C’est de ses intérêts prendre beaucoup de soins,
Madame ; et l’amitié ne peut aller plus loin.
Mais ne nous flattons point, et laissons le mystère.
La sœur vous touche ici beaucoup moins que le frère :
Et pour Britannicus…
Il a su me toucher,
Seigneur, et je n’ai point prétendu m’en cacher.
……
Je pouvais de ces lieux lui défendre l’entrée ;
Mais, Madame, je veux prévenir le danger
Où son ressentiment le pourrait engager.
Je ne veux point le perdre. Il vaut mieux que lui-même
Entende son arrêt de la bouche qu’il aime.

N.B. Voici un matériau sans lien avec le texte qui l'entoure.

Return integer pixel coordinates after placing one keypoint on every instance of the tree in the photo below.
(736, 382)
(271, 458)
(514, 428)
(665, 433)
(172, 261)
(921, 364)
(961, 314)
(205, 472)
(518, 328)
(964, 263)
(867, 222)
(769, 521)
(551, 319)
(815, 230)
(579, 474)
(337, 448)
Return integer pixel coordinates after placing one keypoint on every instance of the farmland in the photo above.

Si ses jours vous sont chers, éloignez-le de vous,
Sans qu’il ait aucun lieu de me croire jaloux.
De son bannissement prenez sur vous l’offense ;
Et, soit par vos discours, soit par votre silence,
Du moins par vos froideurs, faites-lui concevoir
Qu’il doit porter ailleurs ses vœux et son espoir.
Moi ! Que je lui prononce un arrêt si sévère !
Ma bouche mille fois lui jura le contraire.
Quand même jusque-là je pourrais me trahir,
Mes yeux lui défendront, Seigneur, de m’obéir.
Caché près de ces lieux, je vous verrai, Madame.
Renfermez votre amour dans le fond de votre âme.
Vous n’aurez pas pour moi de langages secrets :
J’entendrai des regards que vous croirez muets ;
Et sa perte sera l’infaillible salaire
D’un geste ou d’un soupir échappé pour lui plaire.